The Last Days Of Café Leila serves up a family’s history of exile
It’s telling that our comfort foods are often dishes we associate with home, whether that’s a location or point in time. Those familiar tastes and aromas are part of our foundations, our pasts. A sip of some Mexican hot chocolate or spoonful of āsh can take us back to a happier time, or even provide a little solace in a painful present. Chef Donia Bijan previously explored the relationship between food and home in her memoir Maman’s Homesick Pie. The San Francisco restaurateur recalled how she and her family fled their native Iran in the wake of the Islamic revolution, resettling on the West Coast where they were free to flourish. Bijan dedicated the book to her mother, who nourished her love of cooking by sending her to Le Cordon Bleu, where she added French cuisine to her Persian repertoire.
For her debut novel, The Last Days Of Café Leila, Bijan remains in that familiar territory, whipping up a new batch of stories of escape and self-discovery. There’s a whole host of characters and protagonists, and Café Leila shifts among their perspectives throughout. But the book regularly circles back to Noor, a heartbroken Persian-American woman with something of an identity crisis. While in the middle of a divorce from her cheating husband, Noor packs up their teenage daughter Lily for a trip back to Tehran, the first she’s made in 30 years.
Noor’s driven eastward by a desire to avoid dealing with her husband’s betrayal, but there’s also an underlying need to be back on firm ground, which, for her, is the very place she fled as a teen. Wanting to spare them the Islamic state’s oppressive rule, her father, Zod, sent Noor and her brother Mehrdad to California, where his own brother had relocated following an earlier tragedy. They thrive in exile, but there’s a nagging sense that something’s missing. In an effort to resolve her midlife crisis, Noor steeps herself in her culture once more, helping her father tend to Café Leila’s customers, who have their own history with the restaurant—and city.
The novel is composed like an extravagant meal, starting with a bracing aperitif of a prologue before serving samplings of Noor’s longing, Lily’s discontent, and Zod’s desire to give his children a better life. Bijan’s culinary background once again informs her writing, fueling her comparisons between the satisfying simplicity of Spanish cuisine with the ease of courtship in its earliest stages. Her separation features more spartan fare, while her change in scenery is followed by all the complex dishes of her homeland. The story loosens its belt as it goes on, with chapters growing longer and meatier to allow Noor to confront her past and future. Because she’s being pushed out of one and blocked from the other, she doesn’t trust her instincts. So she returns to her childhood state of just watching the action going on in the kitchen.

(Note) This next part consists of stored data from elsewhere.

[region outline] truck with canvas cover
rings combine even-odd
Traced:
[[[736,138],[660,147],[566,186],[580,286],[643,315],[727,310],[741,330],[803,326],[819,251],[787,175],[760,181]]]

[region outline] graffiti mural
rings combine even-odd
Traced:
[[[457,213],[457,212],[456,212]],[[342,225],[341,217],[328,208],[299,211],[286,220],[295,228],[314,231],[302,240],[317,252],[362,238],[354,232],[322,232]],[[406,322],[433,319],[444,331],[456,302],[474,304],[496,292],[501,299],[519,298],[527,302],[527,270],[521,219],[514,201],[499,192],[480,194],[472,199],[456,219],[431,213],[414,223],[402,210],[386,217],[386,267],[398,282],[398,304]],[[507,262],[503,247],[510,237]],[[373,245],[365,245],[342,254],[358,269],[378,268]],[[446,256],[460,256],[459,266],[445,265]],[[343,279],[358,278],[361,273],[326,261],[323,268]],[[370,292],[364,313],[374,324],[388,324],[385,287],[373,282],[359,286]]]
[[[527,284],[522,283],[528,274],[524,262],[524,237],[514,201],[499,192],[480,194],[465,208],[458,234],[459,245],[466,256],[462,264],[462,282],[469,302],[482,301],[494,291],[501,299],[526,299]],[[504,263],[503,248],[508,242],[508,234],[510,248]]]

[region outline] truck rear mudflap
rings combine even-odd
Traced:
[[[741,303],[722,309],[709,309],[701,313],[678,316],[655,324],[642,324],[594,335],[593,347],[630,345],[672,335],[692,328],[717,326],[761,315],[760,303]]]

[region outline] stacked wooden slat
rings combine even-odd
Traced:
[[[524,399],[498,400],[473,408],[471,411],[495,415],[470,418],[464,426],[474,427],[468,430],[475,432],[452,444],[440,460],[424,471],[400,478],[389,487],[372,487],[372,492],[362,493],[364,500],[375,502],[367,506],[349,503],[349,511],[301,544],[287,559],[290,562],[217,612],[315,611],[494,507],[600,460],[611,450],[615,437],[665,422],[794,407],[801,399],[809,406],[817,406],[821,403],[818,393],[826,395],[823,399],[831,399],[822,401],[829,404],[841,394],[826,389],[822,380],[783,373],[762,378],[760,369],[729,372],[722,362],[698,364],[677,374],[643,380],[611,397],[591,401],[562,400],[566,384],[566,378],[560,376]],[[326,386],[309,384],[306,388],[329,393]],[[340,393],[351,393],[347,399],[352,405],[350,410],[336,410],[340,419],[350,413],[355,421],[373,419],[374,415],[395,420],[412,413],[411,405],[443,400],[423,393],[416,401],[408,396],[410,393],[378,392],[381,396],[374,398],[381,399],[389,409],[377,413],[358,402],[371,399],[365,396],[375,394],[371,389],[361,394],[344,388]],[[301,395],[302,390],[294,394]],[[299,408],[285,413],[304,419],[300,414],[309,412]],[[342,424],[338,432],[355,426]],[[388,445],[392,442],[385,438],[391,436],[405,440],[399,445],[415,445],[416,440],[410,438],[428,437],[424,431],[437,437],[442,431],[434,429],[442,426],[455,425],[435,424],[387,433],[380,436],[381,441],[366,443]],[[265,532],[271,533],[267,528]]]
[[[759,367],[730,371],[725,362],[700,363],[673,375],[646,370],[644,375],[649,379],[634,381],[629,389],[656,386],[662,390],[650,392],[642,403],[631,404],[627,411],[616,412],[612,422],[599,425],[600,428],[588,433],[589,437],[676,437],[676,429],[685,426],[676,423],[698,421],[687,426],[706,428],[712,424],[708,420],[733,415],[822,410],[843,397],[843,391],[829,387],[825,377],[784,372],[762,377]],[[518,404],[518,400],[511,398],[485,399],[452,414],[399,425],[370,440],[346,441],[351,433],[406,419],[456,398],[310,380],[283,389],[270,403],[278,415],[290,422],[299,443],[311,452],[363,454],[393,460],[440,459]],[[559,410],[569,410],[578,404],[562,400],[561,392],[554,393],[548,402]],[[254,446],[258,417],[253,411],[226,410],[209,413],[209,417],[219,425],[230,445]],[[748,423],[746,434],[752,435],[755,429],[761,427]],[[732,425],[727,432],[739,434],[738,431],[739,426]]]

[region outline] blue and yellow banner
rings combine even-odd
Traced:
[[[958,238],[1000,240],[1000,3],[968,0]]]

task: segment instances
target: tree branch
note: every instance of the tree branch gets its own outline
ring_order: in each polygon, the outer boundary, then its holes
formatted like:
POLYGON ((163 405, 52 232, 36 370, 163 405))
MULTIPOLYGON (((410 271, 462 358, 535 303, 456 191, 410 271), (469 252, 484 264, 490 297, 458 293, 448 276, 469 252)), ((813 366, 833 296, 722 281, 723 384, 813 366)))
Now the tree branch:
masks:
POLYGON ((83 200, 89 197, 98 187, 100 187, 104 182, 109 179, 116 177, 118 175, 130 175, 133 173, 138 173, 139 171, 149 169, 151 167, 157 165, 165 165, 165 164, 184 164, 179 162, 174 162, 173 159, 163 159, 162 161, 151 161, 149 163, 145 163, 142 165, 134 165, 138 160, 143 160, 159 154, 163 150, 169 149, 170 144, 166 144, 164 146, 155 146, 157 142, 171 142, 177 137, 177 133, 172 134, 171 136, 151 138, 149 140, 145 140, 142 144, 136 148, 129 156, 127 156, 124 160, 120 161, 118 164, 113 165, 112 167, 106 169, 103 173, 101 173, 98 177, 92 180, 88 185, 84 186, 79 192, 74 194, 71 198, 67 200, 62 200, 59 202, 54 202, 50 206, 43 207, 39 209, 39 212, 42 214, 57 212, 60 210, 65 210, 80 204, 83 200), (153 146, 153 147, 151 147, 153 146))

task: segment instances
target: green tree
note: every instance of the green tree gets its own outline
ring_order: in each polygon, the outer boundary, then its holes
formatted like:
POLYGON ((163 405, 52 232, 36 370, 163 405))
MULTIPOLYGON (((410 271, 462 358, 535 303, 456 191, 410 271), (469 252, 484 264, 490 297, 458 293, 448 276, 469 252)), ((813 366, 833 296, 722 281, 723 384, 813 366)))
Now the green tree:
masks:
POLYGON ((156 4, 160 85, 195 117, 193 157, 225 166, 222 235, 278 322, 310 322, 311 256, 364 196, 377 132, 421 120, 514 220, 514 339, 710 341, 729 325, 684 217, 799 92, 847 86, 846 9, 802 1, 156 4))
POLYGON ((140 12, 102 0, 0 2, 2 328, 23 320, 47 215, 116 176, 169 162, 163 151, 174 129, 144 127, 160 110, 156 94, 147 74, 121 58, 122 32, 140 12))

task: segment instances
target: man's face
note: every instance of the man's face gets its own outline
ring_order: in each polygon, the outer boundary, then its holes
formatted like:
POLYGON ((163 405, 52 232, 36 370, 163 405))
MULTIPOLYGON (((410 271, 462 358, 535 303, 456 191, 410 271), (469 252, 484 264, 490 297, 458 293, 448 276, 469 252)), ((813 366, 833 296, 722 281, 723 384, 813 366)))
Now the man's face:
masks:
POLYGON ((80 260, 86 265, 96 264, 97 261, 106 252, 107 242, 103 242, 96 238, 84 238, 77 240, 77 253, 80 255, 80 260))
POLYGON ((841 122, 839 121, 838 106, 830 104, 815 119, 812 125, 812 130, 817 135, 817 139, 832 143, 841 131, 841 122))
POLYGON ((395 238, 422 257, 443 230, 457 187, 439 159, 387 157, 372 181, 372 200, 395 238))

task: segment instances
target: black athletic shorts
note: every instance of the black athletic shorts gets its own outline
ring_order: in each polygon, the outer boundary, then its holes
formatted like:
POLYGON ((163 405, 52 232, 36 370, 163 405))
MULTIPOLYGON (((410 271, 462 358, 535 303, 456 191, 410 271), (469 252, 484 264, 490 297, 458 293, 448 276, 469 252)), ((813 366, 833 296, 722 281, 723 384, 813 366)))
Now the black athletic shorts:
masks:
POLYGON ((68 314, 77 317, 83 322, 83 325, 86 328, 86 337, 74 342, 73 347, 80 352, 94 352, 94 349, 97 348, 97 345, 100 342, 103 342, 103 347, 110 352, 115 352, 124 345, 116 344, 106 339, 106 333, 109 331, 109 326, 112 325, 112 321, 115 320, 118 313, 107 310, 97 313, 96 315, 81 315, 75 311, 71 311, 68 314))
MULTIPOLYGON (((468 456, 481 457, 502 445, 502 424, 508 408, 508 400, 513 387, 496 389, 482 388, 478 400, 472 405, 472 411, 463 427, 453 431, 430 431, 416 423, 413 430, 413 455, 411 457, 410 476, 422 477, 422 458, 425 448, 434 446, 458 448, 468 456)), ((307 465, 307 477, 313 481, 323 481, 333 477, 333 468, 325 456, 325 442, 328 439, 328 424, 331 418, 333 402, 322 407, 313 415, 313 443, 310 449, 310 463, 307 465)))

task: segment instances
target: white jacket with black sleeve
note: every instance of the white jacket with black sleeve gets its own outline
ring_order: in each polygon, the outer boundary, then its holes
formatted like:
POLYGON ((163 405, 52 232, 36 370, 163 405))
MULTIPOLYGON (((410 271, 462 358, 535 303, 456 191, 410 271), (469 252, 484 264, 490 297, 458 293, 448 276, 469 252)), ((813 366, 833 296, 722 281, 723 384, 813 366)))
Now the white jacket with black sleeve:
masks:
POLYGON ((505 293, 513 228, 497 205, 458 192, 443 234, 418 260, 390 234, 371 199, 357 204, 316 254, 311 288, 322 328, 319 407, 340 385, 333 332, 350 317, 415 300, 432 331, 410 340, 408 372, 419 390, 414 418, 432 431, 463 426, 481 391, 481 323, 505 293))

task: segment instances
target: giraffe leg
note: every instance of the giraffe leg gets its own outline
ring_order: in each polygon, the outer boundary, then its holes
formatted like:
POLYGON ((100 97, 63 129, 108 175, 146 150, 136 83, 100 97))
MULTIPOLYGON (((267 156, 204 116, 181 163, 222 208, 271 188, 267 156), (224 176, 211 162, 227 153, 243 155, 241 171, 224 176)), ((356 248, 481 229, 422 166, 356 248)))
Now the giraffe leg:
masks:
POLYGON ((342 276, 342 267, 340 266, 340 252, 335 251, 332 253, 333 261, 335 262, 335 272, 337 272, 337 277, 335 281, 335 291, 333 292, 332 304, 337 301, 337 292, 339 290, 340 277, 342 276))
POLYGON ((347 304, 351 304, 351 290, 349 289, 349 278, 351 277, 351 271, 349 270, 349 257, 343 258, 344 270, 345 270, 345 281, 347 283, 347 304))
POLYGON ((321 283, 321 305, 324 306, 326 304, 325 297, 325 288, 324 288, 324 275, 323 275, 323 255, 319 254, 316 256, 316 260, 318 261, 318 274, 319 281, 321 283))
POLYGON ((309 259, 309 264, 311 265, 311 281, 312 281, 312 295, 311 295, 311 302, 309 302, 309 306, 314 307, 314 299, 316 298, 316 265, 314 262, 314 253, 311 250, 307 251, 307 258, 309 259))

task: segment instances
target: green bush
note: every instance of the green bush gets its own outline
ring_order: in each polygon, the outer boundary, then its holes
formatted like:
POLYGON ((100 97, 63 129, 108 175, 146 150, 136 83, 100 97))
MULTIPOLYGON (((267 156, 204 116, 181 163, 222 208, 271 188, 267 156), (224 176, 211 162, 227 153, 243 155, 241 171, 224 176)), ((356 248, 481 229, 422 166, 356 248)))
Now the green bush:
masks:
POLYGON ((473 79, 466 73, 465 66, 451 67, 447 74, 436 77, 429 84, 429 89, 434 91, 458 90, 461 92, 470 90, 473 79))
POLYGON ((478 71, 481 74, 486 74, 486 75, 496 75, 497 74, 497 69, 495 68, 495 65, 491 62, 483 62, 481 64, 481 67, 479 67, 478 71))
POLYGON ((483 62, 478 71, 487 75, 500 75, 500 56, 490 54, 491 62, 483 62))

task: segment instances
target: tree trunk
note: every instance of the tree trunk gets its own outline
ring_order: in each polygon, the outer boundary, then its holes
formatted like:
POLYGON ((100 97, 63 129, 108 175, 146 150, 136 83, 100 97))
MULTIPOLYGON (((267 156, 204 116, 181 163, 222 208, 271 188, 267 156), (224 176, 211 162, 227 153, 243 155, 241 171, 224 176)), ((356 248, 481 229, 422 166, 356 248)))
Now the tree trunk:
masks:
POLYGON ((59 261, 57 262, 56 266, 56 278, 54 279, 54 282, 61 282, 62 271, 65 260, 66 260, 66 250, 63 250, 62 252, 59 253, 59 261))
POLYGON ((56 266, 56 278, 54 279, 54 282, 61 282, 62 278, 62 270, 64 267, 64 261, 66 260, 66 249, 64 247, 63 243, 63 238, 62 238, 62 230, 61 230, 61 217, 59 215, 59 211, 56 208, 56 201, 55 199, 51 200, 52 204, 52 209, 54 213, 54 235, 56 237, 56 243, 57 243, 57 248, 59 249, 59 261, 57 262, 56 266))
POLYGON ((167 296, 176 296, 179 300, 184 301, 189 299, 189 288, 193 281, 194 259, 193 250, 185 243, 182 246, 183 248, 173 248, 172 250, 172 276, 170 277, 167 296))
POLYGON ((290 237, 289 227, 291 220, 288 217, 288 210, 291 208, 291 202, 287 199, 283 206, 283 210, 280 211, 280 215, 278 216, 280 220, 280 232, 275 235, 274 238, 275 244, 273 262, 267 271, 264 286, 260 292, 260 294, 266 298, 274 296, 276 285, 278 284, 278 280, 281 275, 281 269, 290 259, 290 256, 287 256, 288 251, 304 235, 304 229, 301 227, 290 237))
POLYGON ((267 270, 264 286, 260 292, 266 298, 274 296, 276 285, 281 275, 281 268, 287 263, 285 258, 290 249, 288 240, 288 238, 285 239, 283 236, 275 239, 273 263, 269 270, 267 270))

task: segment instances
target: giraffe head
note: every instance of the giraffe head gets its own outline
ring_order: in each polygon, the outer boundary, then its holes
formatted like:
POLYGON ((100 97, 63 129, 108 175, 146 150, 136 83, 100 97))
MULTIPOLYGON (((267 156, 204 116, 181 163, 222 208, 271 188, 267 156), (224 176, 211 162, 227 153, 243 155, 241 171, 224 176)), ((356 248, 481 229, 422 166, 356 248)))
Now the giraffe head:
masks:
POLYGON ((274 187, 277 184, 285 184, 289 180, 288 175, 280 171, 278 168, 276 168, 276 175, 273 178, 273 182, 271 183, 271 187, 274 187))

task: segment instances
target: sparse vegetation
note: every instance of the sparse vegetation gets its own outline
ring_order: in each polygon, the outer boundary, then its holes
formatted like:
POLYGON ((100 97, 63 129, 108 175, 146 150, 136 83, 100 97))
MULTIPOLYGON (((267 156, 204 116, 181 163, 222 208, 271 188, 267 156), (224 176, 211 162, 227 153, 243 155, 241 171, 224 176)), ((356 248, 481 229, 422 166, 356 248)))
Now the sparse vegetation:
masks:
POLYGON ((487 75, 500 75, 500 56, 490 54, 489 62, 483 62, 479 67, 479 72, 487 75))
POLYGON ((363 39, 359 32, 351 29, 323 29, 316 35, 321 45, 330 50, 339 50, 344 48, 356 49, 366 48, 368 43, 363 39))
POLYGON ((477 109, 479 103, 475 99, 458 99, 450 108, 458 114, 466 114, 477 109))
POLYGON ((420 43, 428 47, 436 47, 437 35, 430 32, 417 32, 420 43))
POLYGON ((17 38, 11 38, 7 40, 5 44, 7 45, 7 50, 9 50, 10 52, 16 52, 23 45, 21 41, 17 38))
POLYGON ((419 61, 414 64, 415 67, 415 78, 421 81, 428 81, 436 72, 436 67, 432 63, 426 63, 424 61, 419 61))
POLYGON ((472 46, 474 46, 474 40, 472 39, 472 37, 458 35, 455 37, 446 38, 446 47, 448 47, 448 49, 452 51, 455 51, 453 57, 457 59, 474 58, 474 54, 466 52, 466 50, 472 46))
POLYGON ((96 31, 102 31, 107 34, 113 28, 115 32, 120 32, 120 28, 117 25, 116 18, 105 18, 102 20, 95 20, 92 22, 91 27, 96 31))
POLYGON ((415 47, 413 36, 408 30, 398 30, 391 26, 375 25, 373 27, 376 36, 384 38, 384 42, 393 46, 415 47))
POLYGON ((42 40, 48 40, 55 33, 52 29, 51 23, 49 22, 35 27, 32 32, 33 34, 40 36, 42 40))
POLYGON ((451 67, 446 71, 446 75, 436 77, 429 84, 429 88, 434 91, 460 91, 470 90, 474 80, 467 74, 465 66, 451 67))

While never quite delving into the magical realism of works like Como Agua Para Chocolate, it’s clear the author believes food can influence or reflect moods. Borscht is soup for the heartbroken, Noor learns from a relative, because its crimson color illustrates the pain. Or perhaps it’s because the bright flavor acts as a salve. And the pieroshkis Noor is only confident in attempting by book’s end are packed with her family’s regrets and hopes, not just hers. But the gloves come off and the oven mitts come on for a celebration. When Café Leila’s employees and proprietors join forces for memorable feasts, it’s as much an act of defiance in post-revolution Tehran as it is a kind of cultural fusion.
Despite all these savory allusions, Café Leila’s main course is its diasporic tale, which shows multiple generations uprooted. Even after finding some success in the U.S., when Noor’s life gets rocky, all she wants to do is head home. Zod warns her that Tehran has changed, which she comes to see for herself when she takes her angsty, American teen daughter to Iran. The other two generations also feel a bit adrift: Lily is surprised by how little she has in California, aside from her parents, and Zod wonders what he has left to call home. There’s no neat resolution for their doubts; like Café Leila’s owners, Bijan just invites her characters to break bread and share their stories.